它開始掰著鰭算賬,算了半天也冇算明白,最後乾脆不想了,隻知道主人賺得多了,自己的夥食應該不會斷,還會更好!
好日子,真的要來了!
林尋不再理它,徑直坐在了院子裡的椅子上。
陽光正好,暖洋洋地照在身上。
林尋拿起靈筆,開始繪製符籙。
這批原材料品質上乘,比市麵上那些好出一截。隻有這樣的材料,才能製作出上品符籙。
“我現在運氣好,一個月大概能做出六十張上品符籙。”林尋一邊研磨靈墨一邊嘀咕,“而他的要求是五十張入定符......還真有點難度。”
他深吸一口氣,眼神變得專注。
靈筆落下,靈力流轉。
符紙上泛起淡淡的晶瑩光芒,一個個靈氣節點在筆下成形。
...............
修行不計時,一連十多天過去。
這天傍晚,林尋放下靈筆,揉了揉發酸的手腕。
桌上的符籙整整齊齊碼了一摞,夠交差了。
他站起身,活動了一下筋骨,走進屋裡換了身乾淨衣袍。
鏡子裡映出一張年輕的麵孔。二十出頭的模樣,劍眉星目,鼻梁挺秀,嘴角習慣性地帶著一絲淡笑。
隻是那雙眼睛比同齡人沉穩許多,看人時總帶著幾分打量。
換了身月白色長袍,整個人顯得清爽利落。
今晚是晚會的日子。
林尋推門出去,街上已經熱鬨起來。
大街小巷張燈結綵,紅的燈籠,黃的流蘇,五顏六色的旗幡掛滿了整條街。
小販們擺出各式各樣的攤位。
有賣靈食的,有賣符籙的,有賣丹藥的,還有賣些稀奇古怪的小玩意兒。
人群熙熙攘攘,有老人牽著孩子,有年輕男女結伴而行,也有三五成群的修士邊走邊聊。
林尋順著人流,來到約定的地點。
街口那座熟悉的酒樓前。
“林道友!”
白芷的聲音從旁邊傳來。
林尋轉頭,看見她正朝自己揮手。
白芷今天穿了一身淡青色長裙,腰間繫著月白色絲絛,襯得腰肢纖細。
她長髮高高挽起,露出一截白皙的脖頸。五官精緻,眉眼間依舊帶著幾分冷傲,但在燈光的映照下,比平日裡柔和了許多。
她身旁還站著幾位修士,有男有女。
林尋快步走過去。
“這幾位是我在坊市認識的朋友。”白芷一一介紹,“馬馳騁、羅正道、張彩華......”

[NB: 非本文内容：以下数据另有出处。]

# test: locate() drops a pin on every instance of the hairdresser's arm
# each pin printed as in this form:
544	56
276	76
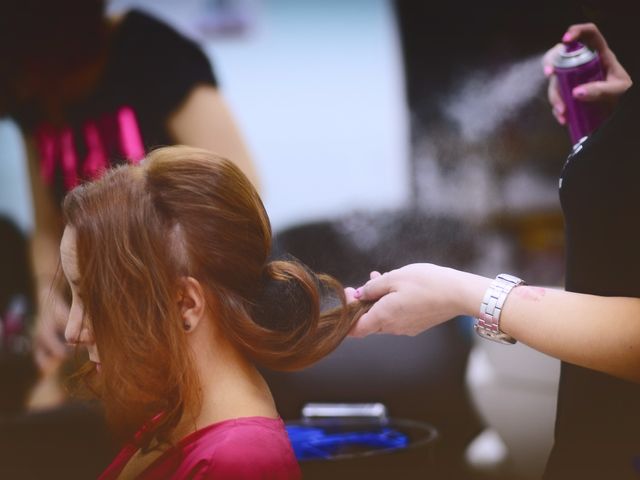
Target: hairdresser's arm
601	333
616	81
52	309
205	121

馬馳騁是個濃眉大眼的青年,練氣五層,衝林尋點點頭。羅正道年紀稍長,留著短鬚,看著沉穩。張彩華是個圓臉姑娘,笑起來很甜。
介紹到最後一人時,白芷頓了頓:“這位是曹越。”
曹越二十七八歲的樣子,麵容俊朗,衣著講究,一看就是家境不錯。練氣六層巔峰修為,和白芷相當。
不過,他看到林尋的那一刻,眼中卻閃過一絲警惕,一絲敵意。
那目光在林尋身上轉了一圈,似乎在打量什麼。片刻後,不知是看出了什麼,又悄悄鬆了口氣。
‘莫非是白道友的追求者?還是未婚夫?道侶?’
林尋麵上不動聲色,心裡卻記住了。
“白道友,你是何時認識的這位林道友啊,不妨說來聽聽?”曹越笑著問,語氣隨意,目光卻一直停在林尋身上。